Well, I'm making an assumption here. I'm assuming that the reason for reversing the integer is to convert from little-endian to big-endian or vice versa. The usual reason for this is that you are on a little-endian computer (any Intel or AMD x86 chip) and you need to send ore receive data from a network in "network order", i.e. big-endian.
If I am correct in my assumption, in C you can call one of:
ntohl()
hlton()
More info on these functions here:
http://www.codeguru.com/forum/showthread.php?t=298741
If you are already on a big-endian computer, and you want to reverse the integer for some other reason, then these calls won't help you (because "network order" is big-endian, so if you are already on a big-endian computer, hlton() will not change anything).

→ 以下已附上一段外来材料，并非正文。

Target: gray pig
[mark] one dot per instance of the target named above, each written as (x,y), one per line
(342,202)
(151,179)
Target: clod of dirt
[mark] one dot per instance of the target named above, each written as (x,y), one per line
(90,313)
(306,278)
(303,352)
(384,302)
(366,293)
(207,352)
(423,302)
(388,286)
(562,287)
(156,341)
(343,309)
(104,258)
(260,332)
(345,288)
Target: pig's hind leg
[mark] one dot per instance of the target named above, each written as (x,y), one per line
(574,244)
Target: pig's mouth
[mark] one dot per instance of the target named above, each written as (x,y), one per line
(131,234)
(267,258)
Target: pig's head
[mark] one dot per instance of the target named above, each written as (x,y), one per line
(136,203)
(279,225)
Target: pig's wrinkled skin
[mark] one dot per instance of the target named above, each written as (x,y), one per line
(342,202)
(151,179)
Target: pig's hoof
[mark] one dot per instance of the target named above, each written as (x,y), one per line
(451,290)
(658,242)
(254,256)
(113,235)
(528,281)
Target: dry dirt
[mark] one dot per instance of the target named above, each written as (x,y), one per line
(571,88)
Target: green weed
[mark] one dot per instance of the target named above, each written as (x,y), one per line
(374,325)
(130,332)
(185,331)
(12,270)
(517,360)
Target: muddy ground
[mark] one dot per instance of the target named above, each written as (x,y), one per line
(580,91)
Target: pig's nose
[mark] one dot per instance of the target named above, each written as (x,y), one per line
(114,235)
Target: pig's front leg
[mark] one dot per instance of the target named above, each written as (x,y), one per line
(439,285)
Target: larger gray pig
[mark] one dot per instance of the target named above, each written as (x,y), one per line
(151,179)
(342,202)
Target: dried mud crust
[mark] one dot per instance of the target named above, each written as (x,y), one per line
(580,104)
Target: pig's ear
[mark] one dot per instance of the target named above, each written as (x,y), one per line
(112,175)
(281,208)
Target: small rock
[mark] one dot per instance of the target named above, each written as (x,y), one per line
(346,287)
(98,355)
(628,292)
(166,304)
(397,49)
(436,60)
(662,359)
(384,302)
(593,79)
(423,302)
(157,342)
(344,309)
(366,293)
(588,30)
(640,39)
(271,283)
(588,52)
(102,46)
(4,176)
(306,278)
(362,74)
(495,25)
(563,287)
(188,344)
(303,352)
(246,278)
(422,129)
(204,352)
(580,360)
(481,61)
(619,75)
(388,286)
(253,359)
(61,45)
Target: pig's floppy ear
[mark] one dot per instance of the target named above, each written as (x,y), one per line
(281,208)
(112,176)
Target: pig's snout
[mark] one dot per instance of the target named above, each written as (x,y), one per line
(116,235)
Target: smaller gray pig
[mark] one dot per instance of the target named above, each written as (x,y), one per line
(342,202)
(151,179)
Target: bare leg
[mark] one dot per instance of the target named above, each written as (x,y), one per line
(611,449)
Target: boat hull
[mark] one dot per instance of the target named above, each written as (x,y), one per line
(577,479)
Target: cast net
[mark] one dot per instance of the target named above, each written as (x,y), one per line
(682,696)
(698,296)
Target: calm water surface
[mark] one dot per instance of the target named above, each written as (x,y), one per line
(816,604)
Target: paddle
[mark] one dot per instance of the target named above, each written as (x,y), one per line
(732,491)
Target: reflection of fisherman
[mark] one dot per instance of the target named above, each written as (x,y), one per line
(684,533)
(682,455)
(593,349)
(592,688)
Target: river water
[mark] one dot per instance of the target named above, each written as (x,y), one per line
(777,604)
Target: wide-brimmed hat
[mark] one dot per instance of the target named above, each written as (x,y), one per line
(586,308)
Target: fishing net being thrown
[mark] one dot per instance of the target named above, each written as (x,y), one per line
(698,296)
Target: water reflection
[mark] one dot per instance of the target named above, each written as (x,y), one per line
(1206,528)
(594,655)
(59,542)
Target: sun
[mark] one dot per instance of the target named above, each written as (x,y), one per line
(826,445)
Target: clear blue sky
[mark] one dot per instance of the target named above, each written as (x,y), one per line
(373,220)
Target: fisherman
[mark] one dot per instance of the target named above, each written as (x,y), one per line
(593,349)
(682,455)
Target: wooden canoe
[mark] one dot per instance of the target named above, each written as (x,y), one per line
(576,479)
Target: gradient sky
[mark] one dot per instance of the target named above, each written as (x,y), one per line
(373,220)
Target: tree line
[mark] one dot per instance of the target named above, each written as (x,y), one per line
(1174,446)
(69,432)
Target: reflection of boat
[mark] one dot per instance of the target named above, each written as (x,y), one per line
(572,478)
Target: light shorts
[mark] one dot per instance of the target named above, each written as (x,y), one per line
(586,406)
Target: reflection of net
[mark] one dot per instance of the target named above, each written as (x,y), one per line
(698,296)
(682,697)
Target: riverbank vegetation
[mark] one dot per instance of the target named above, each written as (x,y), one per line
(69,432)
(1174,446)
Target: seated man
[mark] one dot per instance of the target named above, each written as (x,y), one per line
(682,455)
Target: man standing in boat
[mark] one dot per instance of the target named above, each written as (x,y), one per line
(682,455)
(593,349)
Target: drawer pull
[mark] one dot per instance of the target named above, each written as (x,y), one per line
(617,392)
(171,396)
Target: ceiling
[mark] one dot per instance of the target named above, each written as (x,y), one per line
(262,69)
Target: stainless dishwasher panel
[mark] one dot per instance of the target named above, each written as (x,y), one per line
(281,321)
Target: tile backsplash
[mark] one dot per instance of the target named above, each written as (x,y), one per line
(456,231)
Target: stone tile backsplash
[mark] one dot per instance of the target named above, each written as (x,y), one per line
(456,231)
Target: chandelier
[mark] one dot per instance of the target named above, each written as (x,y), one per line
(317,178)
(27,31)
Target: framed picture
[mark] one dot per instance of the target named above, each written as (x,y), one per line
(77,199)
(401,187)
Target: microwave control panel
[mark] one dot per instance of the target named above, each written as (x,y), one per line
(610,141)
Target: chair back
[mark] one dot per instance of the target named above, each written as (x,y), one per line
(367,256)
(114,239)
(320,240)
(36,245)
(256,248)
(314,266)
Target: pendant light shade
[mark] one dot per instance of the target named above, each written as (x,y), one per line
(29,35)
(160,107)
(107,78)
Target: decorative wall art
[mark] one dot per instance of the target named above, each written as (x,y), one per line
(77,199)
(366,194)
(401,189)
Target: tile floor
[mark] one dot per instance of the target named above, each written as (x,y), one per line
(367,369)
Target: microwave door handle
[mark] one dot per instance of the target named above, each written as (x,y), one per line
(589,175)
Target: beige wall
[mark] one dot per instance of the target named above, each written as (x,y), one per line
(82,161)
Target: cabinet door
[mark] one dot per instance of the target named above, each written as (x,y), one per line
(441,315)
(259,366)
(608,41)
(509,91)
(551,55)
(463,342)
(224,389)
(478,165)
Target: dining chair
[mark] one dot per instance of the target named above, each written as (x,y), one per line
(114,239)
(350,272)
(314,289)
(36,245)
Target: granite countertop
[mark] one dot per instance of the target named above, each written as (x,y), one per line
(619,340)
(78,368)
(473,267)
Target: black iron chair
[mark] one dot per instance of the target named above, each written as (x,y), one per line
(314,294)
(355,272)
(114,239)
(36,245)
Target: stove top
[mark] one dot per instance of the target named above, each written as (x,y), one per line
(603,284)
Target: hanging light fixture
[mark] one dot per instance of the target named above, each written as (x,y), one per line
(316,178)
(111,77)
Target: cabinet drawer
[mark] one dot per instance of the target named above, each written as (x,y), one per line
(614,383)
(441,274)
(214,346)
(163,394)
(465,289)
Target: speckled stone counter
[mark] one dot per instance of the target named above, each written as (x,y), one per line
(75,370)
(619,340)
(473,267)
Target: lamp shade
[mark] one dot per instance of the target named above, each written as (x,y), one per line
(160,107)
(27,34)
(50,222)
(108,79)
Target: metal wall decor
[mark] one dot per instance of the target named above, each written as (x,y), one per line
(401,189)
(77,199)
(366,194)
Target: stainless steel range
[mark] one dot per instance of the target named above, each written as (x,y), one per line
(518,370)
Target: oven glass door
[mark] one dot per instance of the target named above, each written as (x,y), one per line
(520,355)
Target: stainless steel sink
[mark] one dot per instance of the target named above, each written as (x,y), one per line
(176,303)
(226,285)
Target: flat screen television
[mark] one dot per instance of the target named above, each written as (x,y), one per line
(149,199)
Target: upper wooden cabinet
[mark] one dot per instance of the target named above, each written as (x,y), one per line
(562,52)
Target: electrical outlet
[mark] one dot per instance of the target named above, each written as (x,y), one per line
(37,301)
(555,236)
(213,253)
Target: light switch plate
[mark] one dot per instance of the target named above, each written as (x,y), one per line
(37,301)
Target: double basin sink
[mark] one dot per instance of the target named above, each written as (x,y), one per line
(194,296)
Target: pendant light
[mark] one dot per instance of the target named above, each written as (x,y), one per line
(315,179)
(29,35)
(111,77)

I did a Google search for "Java ntohl" and found these links:
http://www.velocityreviews.com/forums/t139571-ntohl-ntohs-etc.html
http://www.coderanch.com/t/366549/Java-General/java/Java-equivilent-c-functions-htonl
So, I think you may not need to port this at all; you can perhaps just grab a solution from one of these two links.
回答4:
The function is reversing byte-order, as needed when converting between big endian and little endian data. Most network protocols required 32-bit integers be stored in Big Endian order, but Intel processors store numbers in Little Endian order, so you need to swap byte orders when reading or writing data to the network. (This applies to low level stuff, not for protocols like HTTP where numbers are transmitted as text.)

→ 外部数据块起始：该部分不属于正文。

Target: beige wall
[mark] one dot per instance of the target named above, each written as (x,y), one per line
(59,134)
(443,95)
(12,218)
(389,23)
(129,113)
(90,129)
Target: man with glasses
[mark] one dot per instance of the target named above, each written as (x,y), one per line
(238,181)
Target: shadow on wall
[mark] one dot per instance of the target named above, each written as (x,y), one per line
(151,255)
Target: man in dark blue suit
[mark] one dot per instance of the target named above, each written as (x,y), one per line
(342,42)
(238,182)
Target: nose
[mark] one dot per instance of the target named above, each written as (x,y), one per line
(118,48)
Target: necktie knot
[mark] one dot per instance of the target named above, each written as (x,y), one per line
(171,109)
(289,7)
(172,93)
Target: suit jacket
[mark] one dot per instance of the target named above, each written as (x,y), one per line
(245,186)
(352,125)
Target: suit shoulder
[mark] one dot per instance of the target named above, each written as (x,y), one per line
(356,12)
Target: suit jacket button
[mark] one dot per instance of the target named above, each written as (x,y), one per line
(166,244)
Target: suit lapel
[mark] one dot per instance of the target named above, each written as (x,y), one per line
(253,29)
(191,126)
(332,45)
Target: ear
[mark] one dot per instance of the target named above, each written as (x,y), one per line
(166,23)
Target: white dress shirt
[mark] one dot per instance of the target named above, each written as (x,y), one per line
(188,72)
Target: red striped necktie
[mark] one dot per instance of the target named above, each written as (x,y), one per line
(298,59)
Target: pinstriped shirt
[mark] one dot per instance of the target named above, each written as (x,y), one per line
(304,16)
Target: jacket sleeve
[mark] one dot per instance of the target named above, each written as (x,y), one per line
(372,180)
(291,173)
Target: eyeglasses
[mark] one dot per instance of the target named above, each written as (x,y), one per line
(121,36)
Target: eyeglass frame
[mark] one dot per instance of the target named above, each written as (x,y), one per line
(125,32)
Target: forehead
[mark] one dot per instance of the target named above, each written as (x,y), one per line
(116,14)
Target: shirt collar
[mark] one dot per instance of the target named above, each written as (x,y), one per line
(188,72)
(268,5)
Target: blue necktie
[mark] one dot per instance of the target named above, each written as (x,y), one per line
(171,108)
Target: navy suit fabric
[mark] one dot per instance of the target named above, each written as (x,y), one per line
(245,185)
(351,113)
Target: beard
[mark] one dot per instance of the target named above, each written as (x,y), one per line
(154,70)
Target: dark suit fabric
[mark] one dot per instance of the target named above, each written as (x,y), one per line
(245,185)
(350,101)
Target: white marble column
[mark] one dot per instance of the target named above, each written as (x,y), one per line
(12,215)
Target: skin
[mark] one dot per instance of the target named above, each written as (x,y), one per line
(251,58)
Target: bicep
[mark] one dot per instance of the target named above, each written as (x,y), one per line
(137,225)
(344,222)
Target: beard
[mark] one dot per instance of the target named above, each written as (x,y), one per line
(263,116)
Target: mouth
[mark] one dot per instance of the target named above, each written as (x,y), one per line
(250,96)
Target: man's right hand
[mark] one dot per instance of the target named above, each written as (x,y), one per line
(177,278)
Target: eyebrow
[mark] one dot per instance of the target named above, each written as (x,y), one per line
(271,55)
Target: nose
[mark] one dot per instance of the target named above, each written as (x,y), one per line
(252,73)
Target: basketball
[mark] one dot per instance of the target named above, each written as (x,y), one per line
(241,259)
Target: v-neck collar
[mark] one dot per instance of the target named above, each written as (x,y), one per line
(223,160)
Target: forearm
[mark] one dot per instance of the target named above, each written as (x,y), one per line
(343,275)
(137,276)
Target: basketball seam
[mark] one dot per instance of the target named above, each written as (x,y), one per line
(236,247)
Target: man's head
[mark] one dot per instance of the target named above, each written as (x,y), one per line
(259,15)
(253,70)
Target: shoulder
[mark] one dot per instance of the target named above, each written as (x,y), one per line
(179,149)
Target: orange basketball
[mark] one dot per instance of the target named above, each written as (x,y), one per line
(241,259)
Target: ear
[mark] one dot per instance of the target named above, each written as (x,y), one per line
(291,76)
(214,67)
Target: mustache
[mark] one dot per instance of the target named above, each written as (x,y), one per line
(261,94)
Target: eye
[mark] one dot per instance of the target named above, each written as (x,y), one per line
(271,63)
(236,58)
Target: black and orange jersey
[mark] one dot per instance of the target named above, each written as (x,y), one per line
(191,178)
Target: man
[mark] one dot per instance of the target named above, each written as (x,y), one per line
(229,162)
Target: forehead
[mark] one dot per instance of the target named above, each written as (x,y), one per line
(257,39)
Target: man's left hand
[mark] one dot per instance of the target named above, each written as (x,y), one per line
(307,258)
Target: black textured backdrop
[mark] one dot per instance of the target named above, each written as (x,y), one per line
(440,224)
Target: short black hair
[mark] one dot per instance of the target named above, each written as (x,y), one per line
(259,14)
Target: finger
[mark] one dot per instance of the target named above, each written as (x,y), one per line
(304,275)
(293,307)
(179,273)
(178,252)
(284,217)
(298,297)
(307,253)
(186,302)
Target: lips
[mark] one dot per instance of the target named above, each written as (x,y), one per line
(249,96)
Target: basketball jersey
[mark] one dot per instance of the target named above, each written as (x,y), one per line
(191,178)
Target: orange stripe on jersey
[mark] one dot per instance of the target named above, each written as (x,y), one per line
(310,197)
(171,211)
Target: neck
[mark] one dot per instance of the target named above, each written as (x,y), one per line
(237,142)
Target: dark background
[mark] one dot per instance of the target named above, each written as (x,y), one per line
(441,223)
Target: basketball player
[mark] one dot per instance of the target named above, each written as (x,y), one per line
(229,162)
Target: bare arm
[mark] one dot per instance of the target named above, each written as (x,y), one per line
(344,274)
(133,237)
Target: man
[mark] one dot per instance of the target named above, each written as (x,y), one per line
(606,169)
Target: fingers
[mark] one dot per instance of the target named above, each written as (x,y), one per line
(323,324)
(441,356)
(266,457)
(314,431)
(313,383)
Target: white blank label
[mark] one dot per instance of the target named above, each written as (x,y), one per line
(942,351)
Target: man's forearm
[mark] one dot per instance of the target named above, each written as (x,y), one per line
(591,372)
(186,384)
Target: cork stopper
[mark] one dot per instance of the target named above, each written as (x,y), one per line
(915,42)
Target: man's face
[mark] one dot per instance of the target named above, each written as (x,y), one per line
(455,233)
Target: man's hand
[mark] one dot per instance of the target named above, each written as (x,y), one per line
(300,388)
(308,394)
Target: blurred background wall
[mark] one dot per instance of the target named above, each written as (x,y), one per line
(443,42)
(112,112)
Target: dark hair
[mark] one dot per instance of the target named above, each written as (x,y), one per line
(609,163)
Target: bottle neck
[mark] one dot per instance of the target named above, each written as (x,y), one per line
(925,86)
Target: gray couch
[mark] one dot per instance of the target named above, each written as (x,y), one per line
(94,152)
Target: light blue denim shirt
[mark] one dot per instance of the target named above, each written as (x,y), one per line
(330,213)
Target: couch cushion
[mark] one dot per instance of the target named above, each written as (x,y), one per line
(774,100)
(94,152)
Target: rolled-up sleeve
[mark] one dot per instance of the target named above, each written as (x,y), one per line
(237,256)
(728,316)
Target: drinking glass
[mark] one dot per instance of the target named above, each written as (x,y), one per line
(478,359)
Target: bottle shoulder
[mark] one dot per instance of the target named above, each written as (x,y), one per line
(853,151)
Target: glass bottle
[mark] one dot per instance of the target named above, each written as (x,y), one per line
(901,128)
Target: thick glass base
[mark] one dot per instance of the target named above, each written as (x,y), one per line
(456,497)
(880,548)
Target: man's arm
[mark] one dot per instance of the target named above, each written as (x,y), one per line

I believe the function would actually compile as regular Java, with the exception of sizeof(int), which you could replace with 4 since the JVM defines int to be 32 bits wide (in C, there are no guarantees).
It looks like position is a block of binary data, not a string. The type of position is char *, which means a pointer to a character (1 byte).
The expression *position would dereference that pointer, getting the 1 byte it is pointing to. However, the author of the code wanted a full int's worth of bytes from the data block. (4 bytes if compiled for a 32-bit architecture; 8 bytes for 64-bit machine.)
So, to get the full int, the pointer is cast from a byte pointer to an int pointer: (int *)position. Then, because we want the value at that address, we stick an asterisk in front to dereference it: *(int *)position.
回答5:
[too large for a comment] If you put the output <<= 8 at the beginning of the loop you can avoid one if:
#include <limits.h>
int reverse_integer(int input) {
int output = 0, i;
for (i = 0; i < sizeof input; i++) {
output <<= CHAR_BIT;
output = (input & ((1 << CHAR_BIT) - 1)) | output;
input >>= CHAR_BIT;
}
return output;
}
This function reverses the bytes in an int.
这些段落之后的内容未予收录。